URI program encourages intergenerational scholarship

OLLI URI focuses is working to make the Kingston campus more inclusive for people of all ages. PHOTO CREDIT: web.uri.edu/olli/

The University of Rhode Island’s Osher Lifelong Learning Institute (OLLI) has committed itself to a global networking program to engage older adults in academia, making Kingston a community for all ages.

Beth Leconte, executive director of OLLI, as well as other committed members of the program, envision a Kingston campus that encourages an intergenerational approach to learning. While most URI students fall into the “traditional” college-age group between 18 and 22 years old, OLLI welcomes students aged 50 and up to study and collaborate in their larger-than-life program. 

OLLI helped in declaring URI an Age Friendly University (AFU) in 2018. The AFU movement originated in Dublin, Ireland in an effort to endorse lifelong learning across the globe. 

Since its start in Kingston, the AFU has influenced people of older generations to spearhead their academic ambitions, hoping to create an environment where students of all ages can call URI home. OLLI now uses its AFU status to create programs that fit students’ needs later in life. 

“What is brought with being an AFU is to show that learning and living continues at whatever age, so being part of an age-friendly university will allow [OLLI members] to do a variety of things,” Leconte said.

In addition to opening doors for OLLI students, being an AFU, according to Leconte, can help “bridge the gap” between young undergraduates and older scholars.

Leconte said that age-friendly learning goes beyond the classroom. Instead, she believes that integrating all ages can be beneficial for the life skills of both generations.

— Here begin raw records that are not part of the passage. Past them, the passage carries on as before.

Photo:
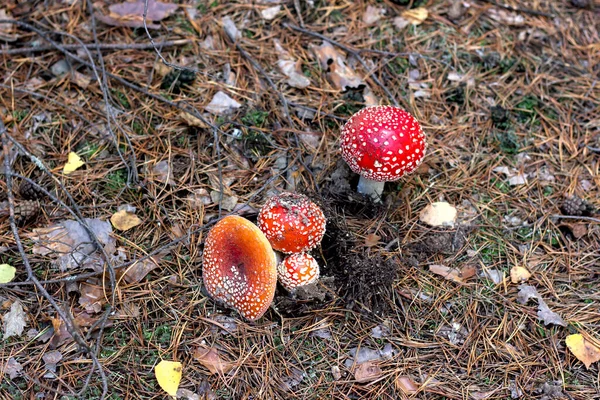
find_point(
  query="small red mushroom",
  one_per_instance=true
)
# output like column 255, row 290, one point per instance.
column 297, row 270
column 292, row 223
column 382, row 144
column 239, row 267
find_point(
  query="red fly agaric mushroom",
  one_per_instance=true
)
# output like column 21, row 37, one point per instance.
column 292, row 223
column 239, row 267
column 382, row 144
column 297, row 270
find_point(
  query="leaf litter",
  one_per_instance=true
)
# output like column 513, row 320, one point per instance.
column 526, row 293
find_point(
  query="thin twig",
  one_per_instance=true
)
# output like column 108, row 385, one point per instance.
column 519, row 9
column 101, row 46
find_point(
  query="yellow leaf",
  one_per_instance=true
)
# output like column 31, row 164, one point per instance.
column 168, row 375
column 124, row 220
column 584, row 350
column 73, row 162
column 7, row 273
column 519, row 274
column 416, row 16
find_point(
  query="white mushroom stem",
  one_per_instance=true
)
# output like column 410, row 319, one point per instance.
column 370, row 188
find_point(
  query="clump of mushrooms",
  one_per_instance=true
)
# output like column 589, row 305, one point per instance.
column 382, row 144
column 293, row 224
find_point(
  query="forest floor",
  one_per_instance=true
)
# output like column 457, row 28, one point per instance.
column 507, row 93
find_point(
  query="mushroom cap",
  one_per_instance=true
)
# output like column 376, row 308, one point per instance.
column 297, row 270
column 292, row 222
column 383, row 143
column 239, row 267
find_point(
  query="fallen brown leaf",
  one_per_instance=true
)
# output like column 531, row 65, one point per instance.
column 367, row 372
column 372, row 240
column 92, row 297
column 519, row 274
column 130, row 13
column 340, row 75
column 585, row 351
column 407, row 385
column 453, row 274
column 210, row 358
column 140, row 269
column 124, row 220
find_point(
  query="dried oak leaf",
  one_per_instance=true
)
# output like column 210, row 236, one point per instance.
column 210, row 358
column 140, row 269
column 407, row 385
column 15, row 320
column 125, row 219
column 585, row 351
column 69, row 243
column 340, row 75
column 367, row 372
column 13, row 368
column 92, row 297
column 290, row 67
column 519, row 274
column 130, row 13
column 453, row 274
column 544, row 313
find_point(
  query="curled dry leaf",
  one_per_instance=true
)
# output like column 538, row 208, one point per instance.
column 585, row 351
column 290, row 67
column 124, row 219
column 70, row 244
column 519, row 274
column 372, row 240
column 222, row 104
column 453, row 274
column 168, row 374
column 210, row 358
column 130, row 13
column 415, row 16
column 372, row 15
column 7, row 273
column 14, row 321
column 51, row 360
column 438, row 214
column 340, row 75
column 163, row 173
column 544, row 313
column 506, row 17
column 270, row 13
column 407, row 385
column 92, row 297
column 73, row 162
column 367, row 372
column 13, row 368
column 140, row 269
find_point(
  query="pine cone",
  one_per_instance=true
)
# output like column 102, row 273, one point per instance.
column 576, row 206
column 29, row 191
column 24, row 210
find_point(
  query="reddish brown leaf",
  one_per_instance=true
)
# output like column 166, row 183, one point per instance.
column 210, row 358
column 407, row 385
column 453, row 274
column 367, row 372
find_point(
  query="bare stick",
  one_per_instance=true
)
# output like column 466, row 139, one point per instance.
column 101, row 46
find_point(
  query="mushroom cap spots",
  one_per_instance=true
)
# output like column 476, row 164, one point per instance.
column 239, row 267
column 292, row 223
column 297, row 270
column 383, row 143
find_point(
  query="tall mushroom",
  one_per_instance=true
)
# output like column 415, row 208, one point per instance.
column 382, row 144
column 239, row 267
column 292, row 222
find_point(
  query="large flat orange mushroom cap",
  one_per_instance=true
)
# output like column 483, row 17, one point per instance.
column 239, row 267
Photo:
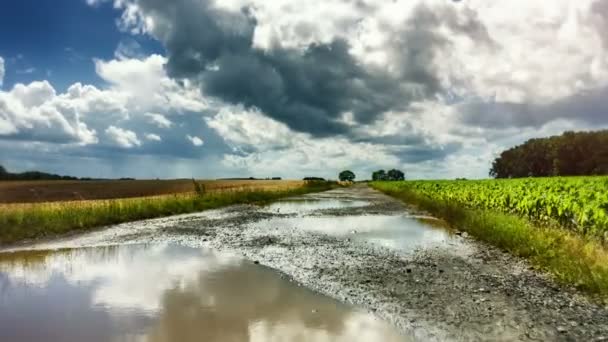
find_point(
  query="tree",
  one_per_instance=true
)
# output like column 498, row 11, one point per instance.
column 395, row 175
column 570, row 154
column 379, row 175
column 347, row 176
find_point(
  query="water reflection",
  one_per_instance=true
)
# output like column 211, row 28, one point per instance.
column 306, row 205
column 165, row 293
column 398, row 232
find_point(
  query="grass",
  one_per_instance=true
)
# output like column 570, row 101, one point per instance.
column 571, row 258
column 43, row 220
column 59, row 191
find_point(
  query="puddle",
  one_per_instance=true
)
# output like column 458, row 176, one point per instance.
column 165, row 293
column 302, row 205
column 399, row 232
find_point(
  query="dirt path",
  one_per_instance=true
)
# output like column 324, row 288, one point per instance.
column 432, row 284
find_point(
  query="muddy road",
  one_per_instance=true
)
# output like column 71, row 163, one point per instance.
column 371, row 252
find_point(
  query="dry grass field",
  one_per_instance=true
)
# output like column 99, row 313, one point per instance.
column 55, row 191
column 46, row 209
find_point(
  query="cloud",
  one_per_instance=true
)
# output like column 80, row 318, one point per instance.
column 1, row 71
column 159, row 120
column 196, row 141
column 308, row 88
column 153, row 137
column 436, row 87
column 35, row 112
column 122, row 137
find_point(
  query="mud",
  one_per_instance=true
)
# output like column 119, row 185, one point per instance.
column 367, row 249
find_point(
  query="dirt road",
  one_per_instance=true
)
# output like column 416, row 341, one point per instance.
column 369, row 250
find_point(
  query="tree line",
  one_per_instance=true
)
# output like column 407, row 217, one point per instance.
column 391, row 175
column 569, row 154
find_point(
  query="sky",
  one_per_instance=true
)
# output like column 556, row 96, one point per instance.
column 239, row 88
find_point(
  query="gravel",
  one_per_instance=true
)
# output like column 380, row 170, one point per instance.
column 462, row 291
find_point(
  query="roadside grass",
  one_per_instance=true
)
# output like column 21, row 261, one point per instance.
column 43, row 220
column 571, row 258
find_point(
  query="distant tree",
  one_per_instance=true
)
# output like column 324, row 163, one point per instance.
column 395, row 175
column 347, row 176
column 570, row 154
column 379, row 175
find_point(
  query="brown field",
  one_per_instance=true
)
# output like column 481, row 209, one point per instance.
column 55, row 191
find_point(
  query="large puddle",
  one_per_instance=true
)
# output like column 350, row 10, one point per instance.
column 398, row 232
column 165, row 293
column 306, row 205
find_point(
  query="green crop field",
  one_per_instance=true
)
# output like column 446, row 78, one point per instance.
column 560, row 224
column 576, row 203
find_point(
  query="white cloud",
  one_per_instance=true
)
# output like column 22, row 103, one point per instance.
column 1, row 71
column 153, row 137
column 122, row 137
column 159, row 120
column 242, row 127
column 147, row 87
column 34, row 112
column 529, row 54
column 196, row 141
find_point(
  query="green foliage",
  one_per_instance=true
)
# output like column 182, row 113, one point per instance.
column 347, row 176
column 575, row 203
column 571, row 154
column 391, row 175
column 395, row 175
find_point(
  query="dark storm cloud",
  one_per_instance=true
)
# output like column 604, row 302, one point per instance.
column 307, row 90
column 600, row 9
column 589, row 106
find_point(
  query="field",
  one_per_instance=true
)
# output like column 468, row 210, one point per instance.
column 575, row 203
column 20, row 221
column 560, row 223
column 52, row 191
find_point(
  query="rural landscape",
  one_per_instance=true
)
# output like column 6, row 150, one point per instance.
column 245, row 171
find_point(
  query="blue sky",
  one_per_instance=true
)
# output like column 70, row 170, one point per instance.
column 209, row 88
column 57, row 40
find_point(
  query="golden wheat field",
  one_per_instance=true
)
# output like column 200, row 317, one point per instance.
column 55, row 191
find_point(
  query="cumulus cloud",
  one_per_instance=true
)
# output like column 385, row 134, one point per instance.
column 308, row 88
column 122, row 137
column 36, row 112
column 427, row 85
column 196, row 141
column 153, row 137
column 159, row 120
column 1, row 71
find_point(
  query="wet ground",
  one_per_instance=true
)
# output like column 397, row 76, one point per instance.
column 166, row 293
column 365, row 250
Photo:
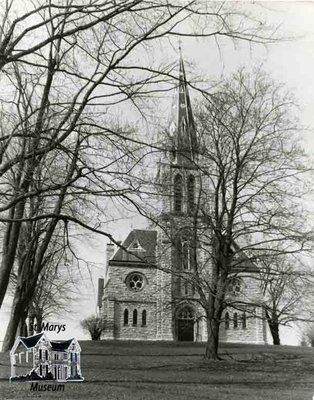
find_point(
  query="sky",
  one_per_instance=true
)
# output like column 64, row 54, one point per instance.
column 288, row 61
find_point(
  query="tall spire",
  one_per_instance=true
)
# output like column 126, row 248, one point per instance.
column 186, row 134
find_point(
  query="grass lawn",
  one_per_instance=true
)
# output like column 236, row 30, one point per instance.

“Some younger students might not have much exposure to those older than 50,” Leconte said. “Everyone is going to be entering the workforce and working with this age group, so [younger students] bring the latest and greatest knowledge while learning from older mentors. I think that life skills and experiences can go back and forth.”

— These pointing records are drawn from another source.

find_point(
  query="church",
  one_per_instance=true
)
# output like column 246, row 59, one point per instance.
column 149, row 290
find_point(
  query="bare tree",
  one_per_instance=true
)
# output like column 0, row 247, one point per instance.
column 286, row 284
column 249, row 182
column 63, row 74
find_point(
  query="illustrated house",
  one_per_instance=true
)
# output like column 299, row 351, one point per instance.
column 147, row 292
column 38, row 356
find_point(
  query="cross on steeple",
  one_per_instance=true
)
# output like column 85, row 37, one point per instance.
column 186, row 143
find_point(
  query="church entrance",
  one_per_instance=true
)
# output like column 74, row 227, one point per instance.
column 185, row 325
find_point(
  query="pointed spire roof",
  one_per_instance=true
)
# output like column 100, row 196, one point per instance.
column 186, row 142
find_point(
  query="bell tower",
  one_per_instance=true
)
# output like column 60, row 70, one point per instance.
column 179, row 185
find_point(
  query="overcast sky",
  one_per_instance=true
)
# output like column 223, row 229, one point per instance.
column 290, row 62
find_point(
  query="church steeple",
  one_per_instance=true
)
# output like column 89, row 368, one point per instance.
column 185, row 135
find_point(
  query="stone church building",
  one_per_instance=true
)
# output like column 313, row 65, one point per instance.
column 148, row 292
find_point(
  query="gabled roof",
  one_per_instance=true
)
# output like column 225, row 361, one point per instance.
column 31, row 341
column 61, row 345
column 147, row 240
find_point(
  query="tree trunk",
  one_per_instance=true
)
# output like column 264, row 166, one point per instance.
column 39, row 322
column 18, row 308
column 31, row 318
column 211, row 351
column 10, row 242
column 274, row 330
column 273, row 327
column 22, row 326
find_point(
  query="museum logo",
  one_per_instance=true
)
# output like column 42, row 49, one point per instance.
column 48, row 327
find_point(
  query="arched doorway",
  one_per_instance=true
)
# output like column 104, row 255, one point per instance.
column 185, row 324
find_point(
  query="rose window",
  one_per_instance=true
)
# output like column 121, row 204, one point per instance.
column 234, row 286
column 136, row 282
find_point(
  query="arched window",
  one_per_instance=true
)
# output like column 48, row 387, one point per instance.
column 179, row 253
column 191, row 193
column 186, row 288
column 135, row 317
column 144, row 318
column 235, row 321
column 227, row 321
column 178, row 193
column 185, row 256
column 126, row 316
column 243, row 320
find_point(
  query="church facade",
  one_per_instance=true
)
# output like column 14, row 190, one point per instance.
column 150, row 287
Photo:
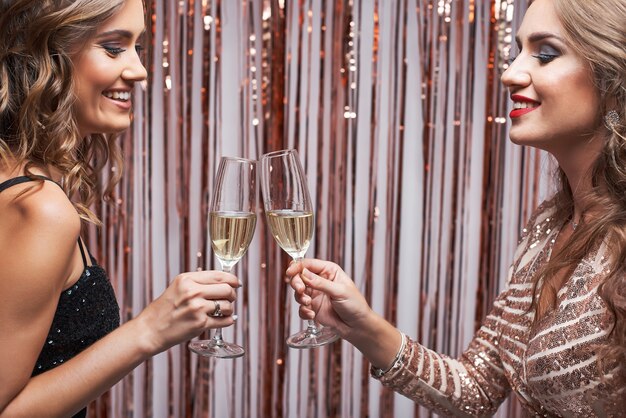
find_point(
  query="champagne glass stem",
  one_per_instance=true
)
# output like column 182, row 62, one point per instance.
column 217, row 337
column 311, row 327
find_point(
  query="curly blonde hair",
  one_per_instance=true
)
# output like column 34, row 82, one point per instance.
column 595, row 29
column 37, row 123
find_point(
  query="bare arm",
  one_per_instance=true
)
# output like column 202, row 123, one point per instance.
column 38, row 247
column 473, row 385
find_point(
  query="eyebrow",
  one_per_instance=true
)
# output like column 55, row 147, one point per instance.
column 539, row 36
column 119, row 32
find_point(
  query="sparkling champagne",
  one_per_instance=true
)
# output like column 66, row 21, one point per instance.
column 231, row 234
column 292, row 230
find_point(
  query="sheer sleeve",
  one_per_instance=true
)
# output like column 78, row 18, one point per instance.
column 478, row 382
column 473, row 385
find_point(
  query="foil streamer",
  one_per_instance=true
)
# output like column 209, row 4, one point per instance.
column 399, row 115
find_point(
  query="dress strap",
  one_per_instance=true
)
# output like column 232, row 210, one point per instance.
column 21, row 179
column 82, row 252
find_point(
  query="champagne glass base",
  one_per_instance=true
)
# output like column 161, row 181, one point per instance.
column 216, row 348
column 311, row 339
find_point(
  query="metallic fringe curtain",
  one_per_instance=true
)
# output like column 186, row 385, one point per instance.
column 398, row 113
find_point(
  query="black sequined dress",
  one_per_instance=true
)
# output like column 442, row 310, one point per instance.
column 86, row 312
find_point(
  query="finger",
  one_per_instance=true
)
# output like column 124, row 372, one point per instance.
column 302, row 299
column 315, row 265
column 297, row 284
column 212, row 277
column 217, row 291
column 306, row 313
column 220, row 308
column 219, row 322
column 316, row 282
column 191, row 291
column 294, row 268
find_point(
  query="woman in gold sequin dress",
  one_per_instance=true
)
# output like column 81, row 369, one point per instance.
column 556, row 336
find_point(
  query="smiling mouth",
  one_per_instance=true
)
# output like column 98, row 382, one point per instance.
column 524, row 105
column 121, row 96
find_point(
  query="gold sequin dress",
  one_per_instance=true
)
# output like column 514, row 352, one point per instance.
column 551, row 368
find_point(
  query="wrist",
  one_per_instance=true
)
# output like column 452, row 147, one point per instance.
column 145, row 337
column 378, row 340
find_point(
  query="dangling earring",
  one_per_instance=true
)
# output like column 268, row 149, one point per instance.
column 611, row 120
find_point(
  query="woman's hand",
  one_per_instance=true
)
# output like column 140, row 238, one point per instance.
column 188, row 307
column 326, row 293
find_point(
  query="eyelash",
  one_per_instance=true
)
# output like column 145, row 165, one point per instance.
column 115, row 51
column 545, row 58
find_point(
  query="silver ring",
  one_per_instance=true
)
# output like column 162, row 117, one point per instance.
column 217, row 312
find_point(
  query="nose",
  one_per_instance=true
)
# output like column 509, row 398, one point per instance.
column 516, row 75
column 134, row 71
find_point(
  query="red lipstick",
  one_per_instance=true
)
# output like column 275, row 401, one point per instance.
column 516, row 113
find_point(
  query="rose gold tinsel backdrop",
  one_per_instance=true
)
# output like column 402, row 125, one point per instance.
column 398, row 113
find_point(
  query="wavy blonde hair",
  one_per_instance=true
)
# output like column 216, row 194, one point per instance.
column 37, row 123
column 595, row 29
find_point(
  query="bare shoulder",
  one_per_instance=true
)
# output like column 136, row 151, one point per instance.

Jet Vertz, a teacher at OLLI, was previously an aviation business executive and vice president of Pratt & Whitney Aircraft. While already having an impressive resume, Vertz said that his academic journey was far from over. At 74 years old, he believes his potential is boundless.

“[Older individuals] have the capacity to contribute more to the world,” he said. “We shouldn’t be wasting away our knowledge, our wisdom by doing nothing and being lost.”

Phil Clark is a URI professor of gerontology, OLLI member and AFU committee member. He said that becoming an AFU is a lifelong commitment by URI to change the expectations of learning.

An estimated 50 additional universities in the United States are also recognized as age-friendly universities. Clark said that in addition to accommodating learning opportunities for older students, URI should consider developing a retirement association for the community to continue appreciation for older faculty.

“We need to create a place and a space for older people who have retired from serving the University to come back and be a part of the community,” Clark said. “It would be great to keep in touch and support people who have retired.”

Clark said that 10 principles are endorsed nationally by all AFU organizations. Each of these principles works towards improving advocation for the education of older generations. The committee is working “feverishly” on each of these concepts.

According to him, further commitment to the AFU principles will benefit undergraduate students as well as learners within the OLLI program.

“We really need to get people to see this as a major shift in the way a University sees its educational mission,” he said. 

Leconte, Vertz and Clark encourage the entire Rhody community to visit the OLLI webpage to learn how to support lifelong education at URI.